The analysis of ryanodine effect on MEPPs amplitude in the presence of CaMKII blockers provided evidence of involvement of this protein kinase in the release of endogenous CGRP. Over the last years, the crucial role of CaMKII in the LDCV maturation, their axonal transport, and especially mobilization of LDCV to their release sites in nerve terminals are actively discussed (Hoover et al., 2014; Nurrish, 2014). The results of our work suggest that triggering of CGRP‐containing LDCVs exocytosis requires not only the mandatory release of calcium from the ryanodine‐sensitive Ca2+‐stores but also the subsequent activation of CaMKII. Taking into account the data obtained at Drosophila NMJs (Shakiryanova et al., 2007, 2011), our results suggest that conservative signaling pathway exists in NMJs of different species, which regulates the exocytosis of LDCVs via RyRs and CaMKII. Interestingly, the increase in ACh quantal size during exogenous CGRP application could not be prevented by CaMKII blocking. These data indicate that CaMKII participation in the quantal size increase is caused by the activation of this protein kinase after release of stored calcium, and this occurs before exocytosis of endogenous CGRP and its subsequent activation of CGRP receptors.

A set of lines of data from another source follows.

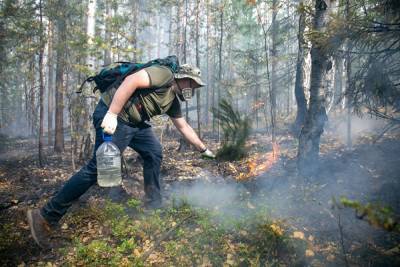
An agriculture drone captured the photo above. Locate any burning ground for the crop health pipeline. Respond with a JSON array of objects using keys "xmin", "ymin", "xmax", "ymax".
[{"xmin": 0, "ymin": 123, "xmax": 400, "ymax": 266}]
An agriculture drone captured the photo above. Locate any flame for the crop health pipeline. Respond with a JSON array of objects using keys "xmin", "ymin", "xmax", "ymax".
[{"xmin": 238, "ymin": 143, "xmax": 279, "ymax": 180}]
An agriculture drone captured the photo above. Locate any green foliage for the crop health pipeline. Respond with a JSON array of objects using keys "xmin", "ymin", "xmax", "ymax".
[
  {"xmin": 62, "ymin": 196, "xmax": 304, "ymax": 266},
  {"xmin": 340, "ymin": 197, "xmax": 400, "ymax": 232},
  {"xmin": 212, "ymin": 99, "xmax": 251, "ymax": 160}
]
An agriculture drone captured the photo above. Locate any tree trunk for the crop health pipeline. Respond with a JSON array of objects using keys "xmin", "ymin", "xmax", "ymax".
[
  {"xmin": 217, "ymin": 5, "xmax": 224, "ymax": 142},
  {"xmin": 346, "ymin": 0, "xmax": 353, "ymax": 149},
  {"xmin": 292, "ymin": 1, "xmax": 307, "ymax": 136},
  {"xmin": 47, "ymin": 21, "xmax": 54, "ymax": 146},
  {"xmin": 297, "ymin": 0, "xmax": 328, "ymax": 174},
  {"xmin": 333, "ymin": 56, "xmax": 343, "ymax": 111},
  {"xmin": 38, "ymin": 0, "xmax": 44, "ymax": 167},
  {"xmin": 205, "ymin": 0, "xmax": 210, "ymax": 127},
  {"xmin": 103, "ymin": 1, "xmax": 112, "ymax": 65},
  {"xmin": 54, "ymin": 0, "xmax": 67, "ymax": 152},
  {"xmin": 270, "ymin": 0, "xmax": 278, "ymax": 143},
  {"xmin": 178, "ymin": 0, "xmax": 190, "ymax": 152},
  {"xmin": 195, "ymin": 0, "xmax": 201, "ymax": 138}
]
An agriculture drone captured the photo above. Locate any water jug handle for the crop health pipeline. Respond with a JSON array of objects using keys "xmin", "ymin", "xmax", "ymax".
[{"xmin": 103, "ymin": 132, "xmax": 112, "ymax": 142}]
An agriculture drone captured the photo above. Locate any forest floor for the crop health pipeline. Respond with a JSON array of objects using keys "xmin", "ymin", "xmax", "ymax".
[{"xmin": 0, "ymin": 124, "xmax": 400, "ymax": 266}]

Our hypothesis of presynaptic RyRs stimulation followed by presynaptic CaMKII activation does not exclude the ability of ryanodine to initiate RyR‐mediated calcium release and CaMKII activation in muscle fibers and/or perisynaptic Schwann cells of NMJs. However, activation of postsynaptic or glial RyRs and CaMKII cannot provide endogenous CGRP release and subsequent CGRP‐mediated increase in MEPPs amplitude, as muscle fibers and Schwann cells both lack significant CGRP expression and release. It has been reported that CGRP is neurogenic and is released from motor nerve terminals in different tissues (Uchida et al., 1990; Sakaguchi et al., 1991; Macdonald et al., 2008; Iyengar et al. 2017). Thus, it looks more likely that ryanodine application to motor synapses initiates calcium release from presynaptic Ca2+‐stores leading to secretion of endogenous CGRP from motor nerve terminals followed by an increase in MEPPs amplitude in motor synapses.

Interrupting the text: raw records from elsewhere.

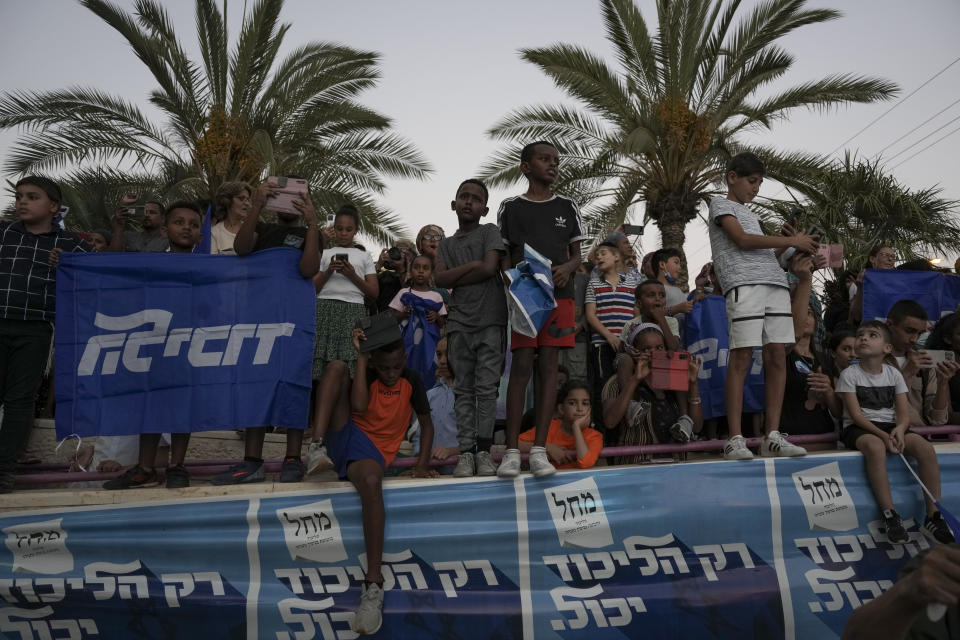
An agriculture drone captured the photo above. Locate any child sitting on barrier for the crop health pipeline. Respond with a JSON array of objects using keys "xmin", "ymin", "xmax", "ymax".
[
  {"xmin": 837, "ymin": 320, "xmax": 954, "ymax": 543},
  {"xmin": 603, "ymin": 324, "xmax": 703, "ymax": 464},
  {"xmin": 519, "ymin": 380, "xmax": 603, "ymax": 469},
  {"xmin": 103, "ymin": 202, "xmax": 203, "ymax": 490},
  {"xmin": 317, "ymin": 329, "xmax": 438, "ymax": 635}
]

In addition to the well‐known neurotrophic effects of CGRP aimed to maintain the properties of skeletal muscle fibers, a new form of endogenous CGRP activity in motor synapses is revealed. We found for the first time that endogenous CGRP, which is released in the synaptic cleft due to the activation of ryanodine sensitive Ca2+‐stores, can significantly increase the amplitudes of MEPPs and EPPs. This acute action of endogenous CGRP may considerably potentiate the synaptic transmission as an increase in MEPPs amplitude also affects the amplitude of the multiquantal EPPs. This means that CGRP may be able to amplify the synaptic transmission mediating a positive feedback loop raising ACh quantal size. This mechanism of synaptic plasticity (increase in quantal size), poorly explored either at the central or at the peripheral synapses, may serve for improving the safety factor of neuromuscular transmission, for example, during prolonged synaptic activity, especially at high frequencies of stimulation.

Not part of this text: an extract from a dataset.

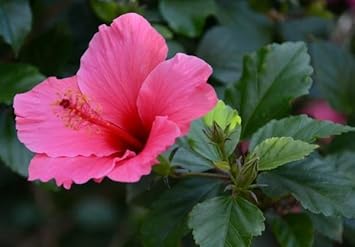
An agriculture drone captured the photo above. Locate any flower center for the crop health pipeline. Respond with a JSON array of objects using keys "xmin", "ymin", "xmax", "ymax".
[{"xmin": 57, "ymin": 95, "xmax": 143, "ymax": 150}]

In summary, our data allow to consider the new mechanism of ryanodine‐induced increase in postsynaptic endplate potentials amplitude at mouse NMJs. Although being indirect, the obtained results in conjunction with our previously reported and literature data allow to propose the hypothesis that ryanodine‐ and RyR‐dependent calcium release from the Ca2+‐stores in nerve terminals is followed by activation of presynaptic CaMKII leading to endogenous CGRP release from mouse motor nerve terminals. The effect of endogenous CGRP is presynaptic and mediated by CGRP‐receptors and PKA activation which stimulates filling of synaptic vesicles with ACh and an increase in ACh quantal size.

Identification of the presynaptic CaMKII particular targets in release machinery of CGRP‐containing LDCVs and the evaluation of normal or pathological conditions of synaptic activity when this calcium‐ and CGRP‐dependent mechanism may be triggered requires further research.

CONFLICT OF INTEREST

The authors state no conflict of interest.